As the sheriff passed through the camp, he felt a strange kinship with the uniformed men, even though he’d arrested a couple of them. Elmer, who had once gone down for a drunk and disorderly during an explosive Fourth of July, waved at him with a bandaged hand and drank from a canvas-covered canteen.
“How’s it going, Jeff?” Littlefield said when he reached the tent.
“It’s ‘Captain’ out here,” Jeff said. His hat was off and his dark hair was slicked back with some sort of gel.
Or maybe possum fat, if he’s gone Southern for the duration.
“I just dropped by to check on things,” Littlefield said, wondering whether Jeff now considered himself of higher rank than sheriff. “People are a mite antsy after the McAllister incident.”
“Mac’s no longer in the regiment,” Jeff said.
“No, but he was shooting at invisible people, and there’s a little too much of that going around lately. Not to mention the real people who are getting shot.”
“War is hell,” Jeff said, his eyes cold and strange. He seemed a di
fferent man than the one who’d been sitting in Littlefield’s office the day before, somber and weighted with duty. “Whether it’s real or not.”
“The permit allows me the right to inspect any firearms on the premises,” Littlefield said.
Jeff smiled and fished the revolver from his holster. He set the pistol on the table as if daring the sheriff to spin it for a game of Russian roulette. “Go ahead. Colt revolver, a period piece. Only 4,000 issued.”
Littlefield, who appreciated firearms but was no historian, picked it up and opened the chamber. He shucked out one of the bullets and looked at it. The jacket was packed with tissue paper. Blanks had been known to kill people, most notably the actor Brandon Lee, who was shot by a prop pistol on set. A permit had not done a bit of good in stopping the concussion from propelling a lodged slug into Lee’s abdomen.
“What about your soldiers?” Littlefield asked, replacing the bullet and clicking the chamber closed.
“They’re a little rough around the edges but we’ll be ready when Stoneman and his boys roll through,” Jeff said. “Not much on spit and polish, but plenty of grit and backbone.”

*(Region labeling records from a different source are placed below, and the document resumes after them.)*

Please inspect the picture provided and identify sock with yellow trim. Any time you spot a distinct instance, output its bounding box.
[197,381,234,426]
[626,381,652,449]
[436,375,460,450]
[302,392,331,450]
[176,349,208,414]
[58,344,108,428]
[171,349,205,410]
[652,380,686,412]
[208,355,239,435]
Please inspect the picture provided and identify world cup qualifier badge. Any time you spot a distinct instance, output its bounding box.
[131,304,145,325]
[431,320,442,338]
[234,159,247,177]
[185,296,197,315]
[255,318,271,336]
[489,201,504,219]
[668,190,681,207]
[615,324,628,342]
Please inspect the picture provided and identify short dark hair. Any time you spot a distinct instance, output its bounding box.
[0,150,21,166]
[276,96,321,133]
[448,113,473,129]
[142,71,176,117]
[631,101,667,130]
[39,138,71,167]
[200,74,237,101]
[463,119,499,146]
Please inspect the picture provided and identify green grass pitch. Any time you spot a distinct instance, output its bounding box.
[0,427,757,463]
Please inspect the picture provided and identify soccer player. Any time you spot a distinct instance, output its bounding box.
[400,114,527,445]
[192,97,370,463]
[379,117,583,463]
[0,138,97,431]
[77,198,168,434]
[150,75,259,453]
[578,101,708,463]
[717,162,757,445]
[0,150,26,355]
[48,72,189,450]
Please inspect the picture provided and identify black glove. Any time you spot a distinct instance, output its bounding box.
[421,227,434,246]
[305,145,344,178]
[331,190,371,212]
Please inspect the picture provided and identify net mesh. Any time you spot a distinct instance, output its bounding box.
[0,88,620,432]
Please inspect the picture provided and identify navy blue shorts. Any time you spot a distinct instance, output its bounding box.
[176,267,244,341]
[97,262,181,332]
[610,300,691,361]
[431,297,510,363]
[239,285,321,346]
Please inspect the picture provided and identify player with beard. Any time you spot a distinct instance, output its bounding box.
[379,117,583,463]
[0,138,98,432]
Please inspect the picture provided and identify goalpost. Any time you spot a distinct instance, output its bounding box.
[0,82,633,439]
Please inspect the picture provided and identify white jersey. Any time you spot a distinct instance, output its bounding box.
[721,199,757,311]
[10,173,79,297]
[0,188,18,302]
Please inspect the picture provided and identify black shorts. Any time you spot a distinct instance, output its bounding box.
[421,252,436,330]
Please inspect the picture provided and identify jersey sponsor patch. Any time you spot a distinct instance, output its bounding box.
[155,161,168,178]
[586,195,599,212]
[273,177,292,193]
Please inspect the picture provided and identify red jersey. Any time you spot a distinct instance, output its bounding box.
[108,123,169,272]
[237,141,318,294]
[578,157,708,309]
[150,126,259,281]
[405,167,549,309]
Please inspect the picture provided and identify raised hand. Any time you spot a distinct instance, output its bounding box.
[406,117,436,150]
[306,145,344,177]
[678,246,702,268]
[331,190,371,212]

Littlefield gave a smile, his first in days. “I meant their safety habits, not their fighting spirit.”
Jeff’s eyes remained distant. “They know how to handle their weapons. We’ve been training all year for this battle.”
“I’m sure the Confederacy will sleep better tonight, knowing you’re standing sentry.” Littlefield handed the revolver back to Jeff, butt first. The two mounted cavalry units thundered across the field, sod flying from the horses’ hooves.
“It’s not just about defending the home front,” Jeff said. “It’s a matter of principle.”
Littlefield flinched in anticipation of a lecture in which state’s rights and not slavery was to blame for the Civil War. It had been boring in the seventh grade and had not grown a bit more compelling in the years since. Instead, the erstwhile captain rolled the right tip of his moustache between his fingers and stared off toward Mulatto Mountain and slipped into a monotone, as if not aware of his words.
“The real enemy’s waiting up there. The ones who won’t do the honorable thing and give their lives for their beliefs. No, they make a mockery of all that is noble and sacred, all that’s worth fighting for.”